I will ask him to remember throughout that this was the primary problem for

me, certainly in order of time and largely in order of logic. It was the problem

of how men could be made to realise the wonder and splendour of being alive,

in environments which their own daily criticism treated as dead-alive, and

which their imagination had left for dead. It is normal for a man to boast if he

can, or even when he can’t, that he is a citizen of no mean city. But these men

had really resigned themselves to being citizens of mean cities; and on every

side of us the mean cities stretched far away beyond the horizon; mean in

architecture, mean in costume, mean even in manners; but, what was the only

thing that really mattered, mean in the imaginative conception of their own

inhabitants. These mean cities were indeed supposed to be the component

parts of a very great city; but in the thoughts of most modern people, the great

city has become a journalistic generalisation, no longer imaginative and very

nearly imaginary. On the other hand, the modern mode of life, only professing

to be prosaic, pressed upon them day and night and was the real moulder of

their minds. This, I say by way of preliminary guide or direction, was what

originally led me into certain groups or movements and away from others.

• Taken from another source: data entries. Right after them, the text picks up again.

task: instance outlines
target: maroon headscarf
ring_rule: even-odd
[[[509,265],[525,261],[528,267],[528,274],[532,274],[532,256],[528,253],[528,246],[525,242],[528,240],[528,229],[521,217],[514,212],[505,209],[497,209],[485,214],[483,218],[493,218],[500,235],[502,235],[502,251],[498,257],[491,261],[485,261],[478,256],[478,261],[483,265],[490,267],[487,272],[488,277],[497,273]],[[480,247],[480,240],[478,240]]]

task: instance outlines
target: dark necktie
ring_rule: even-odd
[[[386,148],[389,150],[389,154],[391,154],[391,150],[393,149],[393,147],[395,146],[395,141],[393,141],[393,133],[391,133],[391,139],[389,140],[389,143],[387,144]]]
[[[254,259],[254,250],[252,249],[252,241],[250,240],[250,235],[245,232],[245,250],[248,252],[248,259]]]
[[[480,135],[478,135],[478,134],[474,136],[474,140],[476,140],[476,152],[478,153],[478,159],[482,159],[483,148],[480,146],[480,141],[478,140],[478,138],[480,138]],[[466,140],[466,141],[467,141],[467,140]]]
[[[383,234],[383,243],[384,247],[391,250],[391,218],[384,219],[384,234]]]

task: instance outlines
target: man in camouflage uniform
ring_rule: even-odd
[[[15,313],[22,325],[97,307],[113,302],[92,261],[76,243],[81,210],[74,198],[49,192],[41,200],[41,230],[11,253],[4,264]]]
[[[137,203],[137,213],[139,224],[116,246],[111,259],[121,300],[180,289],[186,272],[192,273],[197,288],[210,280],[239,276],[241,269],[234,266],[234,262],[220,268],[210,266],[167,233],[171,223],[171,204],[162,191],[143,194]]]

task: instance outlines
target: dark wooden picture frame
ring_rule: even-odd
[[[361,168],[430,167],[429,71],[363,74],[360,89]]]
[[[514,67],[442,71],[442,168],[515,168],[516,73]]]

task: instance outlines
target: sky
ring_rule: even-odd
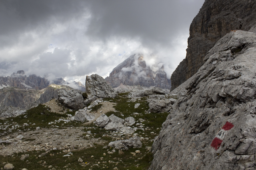
[[[0,76],[23,70],[84,84],[140,53],[170,78],[204,1],[0,0]]]

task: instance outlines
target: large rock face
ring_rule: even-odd
[[[86,92],[89,98],[114,98],[117,94],[104,78],[96,74],[86,76],[85,85]]]
[[[232,30],[255,31],[254,0],[206,0],[190,28],[186,59],[171,77],[173,90],[195,74],[205,61],[206,53]]]
[[[113,88],[120,84],[141,86],[142,87],[156,86],[170,89],[170,81],[163,66],[155,71],[147,66],[143,55],[134,55],[113,69],[109,76],[105,80]]]
[[[150,170],[255,169],[256,34],[231,31],[178,95],[152,146]],[[182,90],[181,90],[182,91]]]
[[[58,95],[60,103],[67,107],[78,110],[86,106],[81,91],[74,89],[62,89],[59,90]]]

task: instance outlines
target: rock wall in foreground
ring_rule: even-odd
[[[255,0],[206,0],[190,25],[187,55],[172,75],[171,91],[196,72],[221,37],[232,30],[255,31],[256,23]]]
[[[205,59],[172,92],[187,92],[155,139],[150,170],[256,168],[256,34],[231,31]]]

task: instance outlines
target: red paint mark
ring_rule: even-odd
[[[232,128],[234,127],[234,125],[230,122],[228,121],[226,123],[225,125],[222,127],[222,129],[225,131],[228,131],[230,130]]]
[[[215,150],[217,150],[219,149],[222,141],[223,141],[217,137],[216,137],[212,140],[212,143],[211,144],[211,146],[214,148]]]

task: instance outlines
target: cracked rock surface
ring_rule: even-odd
[[[150,170],[256,168],[256,34],[231,31],[178,89]]]

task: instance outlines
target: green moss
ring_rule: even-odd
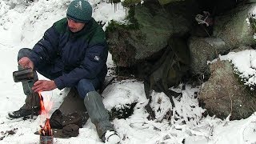
[[[138,24],[137,20],[134,18],[134,7],[130,8],[126,19],[130,22],[130,24],[122,24],[116,21],[111,21],[109,26],[106,27],[106,32],[115,31],[117,28],[122,28],[125,30],[138,30]]]
[[[122,5],[125,7],[130,7],[140,2],[141,0],[125,0],[122,2]]]
[[[119,3],[121,0],[110,0],[110,3]]]

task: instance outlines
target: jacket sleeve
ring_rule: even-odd
[[[57,54],[58,35],[53,26],[45,32],[42,38],[34,45],[32,54],[29,58],[35,68],[38,64],[50,62],[51,58]]]
[[[106,65],[107,54],[106,44],[98,44],[89,47],[78,67],[54,79],[58,89],[74,86],[82,78],[95,78]]]

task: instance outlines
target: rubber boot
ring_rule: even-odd
[[[23,68],[18,65],[18,70],[22,70]],[[34,82],[38,80],[38,74],[34,72],[34,80],[28,82],[22,82],[23,86],[23,92],[26,95],[25,104],[16,111],[8,113],[8,115],[10,118],[18,118],[22,117],[26,117],[31,114],[38,115],[40,112],[40,99],[38,93],[34,93],[31,88]]]
[[[106,131],[114,131],[114,129],[109,120],[110,116],[104,107],[101,95],[96,91],[87,93],[84,98],[84,104],[91,122],[96,126],[99,138],[105,142]]]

What was called my medievalism was simply that I was very much

interested in the historic meaning of Clapham Common. What was called my

dislike of Imperialism was a dislike of making England an Empire, in the

sense of something more like Clapham Junction. For my own visionary

Clapham consisted of houses standing still; and not of trucks and trains rattling

by; and I did not want England to be a sort of cloakroom or clearing-house for

luggage labelled exports and imports. I wanted real English things that nobody

else could import and that we enjoyed too much to export. And this was

present even in the last and most disputed phase of change. I came to admit

that some sort of universality, another sort of universality, would be needed

before such places could really become shrines or sacred sites. In short, I

eventually concluded, rightly or wrongly, that Clapham could not now be

made mystical by the Clapham Sect. But I say it with the greatest respect for

that old group of philanthropists, who devoted themselves to the cause of the

remote negroes; the sect that did so much to liberate Africa; the Clapham Sect,

that did so little to liberate Clapham.